A perfectly preserved incisor tooth (cast) from the Wellington Caves.

Among the three pairs of maxillary incisors, the first pair is enormous, curved and caniniform, meeting at the tips and exhibiting wear facets on their neighboring surfaces.  An inclined groove on the posterior surface of each has been created by the lower incisors.  I2/ is small but I3/ possesses a large crown which is oblique anteriorly and lingually.

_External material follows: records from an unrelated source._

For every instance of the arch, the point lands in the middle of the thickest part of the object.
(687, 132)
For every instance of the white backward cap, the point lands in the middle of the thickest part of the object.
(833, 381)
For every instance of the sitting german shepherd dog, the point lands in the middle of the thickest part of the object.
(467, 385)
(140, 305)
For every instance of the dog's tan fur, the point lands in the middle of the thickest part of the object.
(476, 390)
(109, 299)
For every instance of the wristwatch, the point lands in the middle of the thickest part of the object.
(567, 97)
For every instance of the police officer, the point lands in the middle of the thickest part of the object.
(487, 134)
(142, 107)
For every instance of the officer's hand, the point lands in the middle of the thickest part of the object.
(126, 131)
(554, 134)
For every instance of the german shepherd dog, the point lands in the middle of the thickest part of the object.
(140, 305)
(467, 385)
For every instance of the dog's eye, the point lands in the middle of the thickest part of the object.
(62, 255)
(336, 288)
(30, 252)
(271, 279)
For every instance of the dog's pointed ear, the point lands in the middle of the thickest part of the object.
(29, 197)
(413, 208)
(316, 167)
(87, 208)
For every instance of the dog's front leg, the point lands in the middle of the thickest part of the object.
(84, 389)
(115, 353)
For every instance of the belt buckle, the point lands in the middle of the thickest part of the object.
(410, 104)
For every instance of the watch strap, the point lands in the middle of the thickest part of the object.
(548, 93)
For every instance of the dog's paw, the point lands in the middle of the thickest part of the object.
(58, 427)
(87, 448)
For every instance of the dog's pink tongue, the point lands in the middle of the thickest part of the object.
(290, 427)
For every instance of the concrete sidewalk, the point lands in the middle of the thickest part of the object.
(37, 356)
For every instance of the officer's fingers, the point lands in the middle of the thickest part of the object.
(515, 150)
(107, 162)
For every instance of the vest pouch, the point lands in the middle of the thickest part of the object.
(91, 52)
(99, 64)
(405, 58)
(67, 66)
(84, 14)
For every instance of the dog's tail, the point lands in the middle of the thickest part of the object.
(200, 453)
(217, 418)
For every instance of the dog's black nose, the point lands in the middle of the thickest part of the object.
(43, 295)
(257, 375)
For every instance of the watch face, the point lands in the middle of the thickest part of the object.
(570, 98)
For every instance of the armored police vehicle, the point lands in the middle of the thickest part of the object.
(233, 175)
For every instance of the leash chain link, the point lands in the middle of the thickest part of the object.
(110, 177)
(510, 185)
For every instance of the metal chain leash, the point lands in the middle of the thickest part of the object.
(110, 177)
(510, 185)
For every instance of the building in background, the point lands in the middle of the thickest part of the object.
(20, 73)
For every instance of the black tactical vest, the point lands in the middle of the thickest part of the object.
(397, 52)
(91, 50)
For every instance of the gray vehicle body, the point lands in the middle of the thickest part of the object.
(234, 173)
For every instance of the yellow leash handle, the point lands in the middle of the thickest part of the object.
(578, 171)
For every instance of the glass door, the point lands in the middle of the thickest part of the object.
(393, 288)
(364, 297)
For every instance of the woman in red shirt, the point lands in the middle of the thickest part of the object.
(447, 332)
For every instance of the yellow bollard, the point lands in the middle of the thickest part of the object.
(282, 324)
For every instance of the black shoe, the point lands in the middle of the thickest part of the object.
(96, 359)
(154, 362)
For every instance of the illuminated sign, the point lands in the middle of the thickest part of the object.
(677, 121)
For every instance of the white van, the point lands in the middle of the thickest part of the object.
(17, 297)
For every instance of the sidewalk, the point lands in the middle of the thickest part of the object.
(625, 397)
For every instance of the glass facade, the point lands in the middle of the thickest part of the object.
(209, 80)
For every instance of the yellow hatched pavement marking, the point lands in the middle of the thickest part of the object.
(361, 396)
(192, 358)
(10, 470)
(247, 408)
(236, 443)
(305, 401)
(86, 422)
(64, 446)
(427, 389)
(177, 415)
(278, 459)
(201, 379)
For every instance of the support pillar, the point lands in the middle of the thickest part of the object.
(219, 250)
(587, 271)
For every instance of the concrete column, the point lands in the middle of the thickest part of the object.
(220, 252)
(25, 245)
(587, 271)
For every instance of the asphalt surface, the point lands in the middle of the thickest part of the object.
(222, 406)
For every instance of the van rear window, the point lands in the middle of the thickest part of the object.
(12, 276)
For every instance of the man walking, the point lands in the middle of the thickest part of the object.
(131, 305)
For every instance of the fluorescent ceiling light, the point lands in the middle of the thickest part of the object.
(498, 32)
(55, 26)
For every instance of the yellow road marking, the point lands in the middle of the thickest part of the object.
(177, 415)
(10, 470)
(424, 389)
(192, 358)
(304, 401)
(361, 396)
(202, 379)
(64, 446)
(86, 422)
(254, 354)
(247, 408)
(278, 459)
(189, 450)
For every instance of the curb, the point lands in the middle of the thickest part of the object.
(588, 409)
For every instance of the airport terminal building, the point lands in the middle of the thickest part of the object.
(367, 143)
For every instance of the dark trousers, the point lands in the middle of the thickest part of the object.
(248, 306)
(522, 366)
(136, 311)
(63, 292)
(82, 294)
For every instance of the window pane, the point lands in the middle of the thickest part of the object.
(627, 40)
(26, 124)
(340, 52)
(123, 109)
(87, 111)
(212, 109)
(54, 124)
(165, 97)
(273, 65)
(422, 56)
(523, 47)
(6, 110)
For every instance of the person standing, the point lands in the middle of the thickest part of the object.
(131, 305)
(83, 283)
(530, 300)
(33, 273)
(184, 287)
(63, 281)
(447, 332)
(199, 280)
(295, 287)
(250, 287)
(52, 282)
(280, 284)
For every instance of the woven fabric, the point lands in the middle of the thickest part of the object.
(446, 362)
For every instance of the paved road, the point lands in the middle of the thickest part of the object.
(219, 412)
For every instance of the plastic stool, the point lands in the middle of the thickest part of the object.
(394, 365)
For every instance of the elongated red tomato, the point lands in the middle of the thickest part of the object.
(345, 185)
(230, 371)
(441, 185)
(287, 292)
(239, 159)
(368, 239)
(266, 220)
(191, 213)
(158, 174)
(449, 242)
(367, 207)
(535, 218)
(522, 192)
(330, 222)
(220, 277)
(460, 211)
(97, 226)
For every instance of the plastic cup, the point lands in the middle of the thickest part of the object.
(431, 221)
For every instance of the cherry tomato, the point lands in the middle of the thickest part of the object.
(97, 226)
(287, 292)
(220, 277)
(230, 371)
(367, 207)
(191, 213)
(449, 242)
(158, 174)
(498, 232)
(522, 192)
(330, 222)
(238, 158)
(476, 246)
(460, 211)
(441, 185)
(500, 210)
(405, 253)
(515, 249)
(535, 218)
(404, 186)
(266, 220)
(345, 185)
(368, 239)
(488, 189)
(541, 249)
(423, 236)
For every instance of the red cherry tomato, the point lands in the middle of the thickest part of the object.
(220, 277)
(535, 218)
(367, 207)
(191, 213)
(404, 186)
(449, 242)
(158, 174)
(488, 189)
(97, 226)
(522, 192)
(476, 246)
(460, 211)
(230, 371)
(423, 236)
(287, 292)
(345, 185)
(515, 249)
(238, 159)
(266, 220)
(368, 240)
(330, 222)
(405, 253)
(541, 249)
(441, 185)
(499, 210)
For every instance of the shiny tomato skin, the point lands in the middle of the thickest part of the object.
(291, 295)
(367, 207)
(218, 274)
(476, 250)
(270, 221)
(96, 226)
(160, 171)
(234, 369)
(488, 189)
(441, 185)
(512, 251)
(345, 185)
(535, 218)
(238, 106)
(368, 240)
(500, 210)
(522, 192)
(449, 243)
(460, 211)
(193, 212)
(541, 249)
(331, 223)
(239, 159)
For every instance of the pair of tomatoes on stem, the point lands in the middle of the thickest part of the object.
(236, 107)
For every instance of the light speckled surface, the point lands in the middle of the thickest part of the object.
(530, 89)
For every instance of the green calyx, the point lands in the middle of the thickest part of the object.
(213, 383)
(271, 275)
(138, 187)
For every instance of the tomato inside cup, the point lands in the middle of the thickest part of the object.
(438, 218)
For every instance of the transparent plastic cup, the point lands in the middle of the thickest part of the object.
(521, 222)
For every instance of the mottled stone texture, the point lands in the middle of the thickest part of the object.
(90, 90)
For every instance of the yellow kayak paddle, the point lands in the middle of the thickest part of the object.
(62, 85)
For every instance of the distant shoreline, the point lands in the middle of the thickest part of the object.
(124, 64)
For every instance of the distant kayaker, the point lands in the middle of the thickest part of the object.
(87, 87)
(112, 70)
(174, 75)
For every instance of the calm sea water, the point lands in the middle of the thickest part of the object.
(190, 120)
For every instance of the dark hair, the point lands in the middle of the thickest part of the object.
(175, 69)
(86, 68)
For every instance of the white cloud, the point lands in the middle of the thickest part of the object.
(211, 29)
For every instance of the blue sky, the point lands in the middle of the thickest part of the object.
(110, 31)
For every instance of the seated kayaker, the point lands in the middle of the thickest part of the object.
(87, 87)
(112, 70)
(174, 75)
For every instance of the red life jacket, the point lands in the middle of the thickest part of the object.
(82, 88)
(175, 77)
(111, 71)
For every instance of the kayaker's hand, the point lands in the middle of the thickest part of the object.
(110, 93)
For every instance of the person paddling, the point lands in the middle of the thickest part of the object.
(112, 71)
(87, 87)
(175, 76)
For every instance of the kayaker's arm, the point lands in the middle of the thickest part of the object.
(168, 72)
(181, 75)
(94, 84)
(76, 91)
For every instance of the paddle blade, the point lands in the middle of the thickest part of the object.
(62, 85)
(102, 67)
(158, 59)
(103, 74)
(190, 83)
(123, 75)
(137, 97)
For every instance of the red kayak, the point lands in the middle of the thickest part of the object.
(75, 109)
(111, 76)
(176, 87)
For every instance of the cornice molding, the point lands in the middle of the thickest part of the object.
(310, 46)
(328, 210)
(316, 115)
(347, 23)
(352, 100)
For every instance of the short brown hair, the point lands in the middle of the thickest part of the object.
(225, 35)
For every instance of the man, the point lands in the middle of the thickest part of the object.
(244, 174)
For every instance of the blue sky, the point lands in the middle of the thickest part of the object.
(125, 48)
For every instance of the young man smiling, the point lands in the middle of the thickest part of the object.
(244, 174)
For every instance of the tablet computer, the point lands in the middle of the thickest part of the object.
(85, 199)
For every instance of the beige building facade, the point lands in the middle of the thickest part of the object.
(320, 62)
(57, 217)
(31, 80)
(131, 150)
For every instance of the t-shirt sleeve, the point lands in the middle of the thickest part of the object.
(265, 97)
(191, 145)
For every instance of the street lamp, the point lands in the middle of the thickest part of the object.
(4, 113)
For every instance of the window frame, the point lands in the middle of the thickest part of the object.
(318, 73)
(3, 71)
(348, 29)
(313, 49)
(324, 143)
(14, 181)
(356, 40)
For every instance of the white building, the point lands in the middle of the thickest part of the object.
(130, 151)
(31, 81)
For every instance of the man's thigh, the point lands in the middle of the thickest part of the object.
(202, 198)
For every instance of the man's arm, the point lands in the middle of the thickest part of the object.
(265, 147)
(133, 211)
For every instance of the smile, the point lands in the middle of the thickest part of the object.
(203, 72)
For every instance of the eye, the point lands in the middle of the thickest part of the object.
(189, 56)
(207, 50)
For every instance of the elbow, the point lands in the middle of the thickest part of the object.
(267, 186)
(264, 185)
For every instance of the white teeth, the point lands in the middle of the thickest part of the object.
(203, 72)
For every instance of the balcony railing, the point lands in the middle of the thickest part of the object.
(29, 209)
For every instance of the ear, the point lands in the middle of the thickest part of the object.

    The small blunt maxillary canine is located in the palate posterior to I3 and has no resemblance at all to the homologous tooth in most carnivores.  The first two maxillary premolars are small as well and are positioned at the anterior margin of P3/.
 

The third maxillary premolar is a massive structure designed for for cutting which may in some specimens measure up to 57 mm in length and has a lingually oriented occlusal surface.  As this tooth becomes worn down, the buccal side of the root becomes further elongated faster than the lingual surface and therefore the crown 'rotates' lingually in order to maintain a close contact with P/3.  The margin of the maxilla appears to grown downwards at the same time, thereby increasing the vaulting of the palate.  Such a rotation has been recorded by Mellett (1969) in the maxillary carnassial teeth (M1/ and M2/) of Hyenodon but this action does not appear to occur in fissipede carnivores.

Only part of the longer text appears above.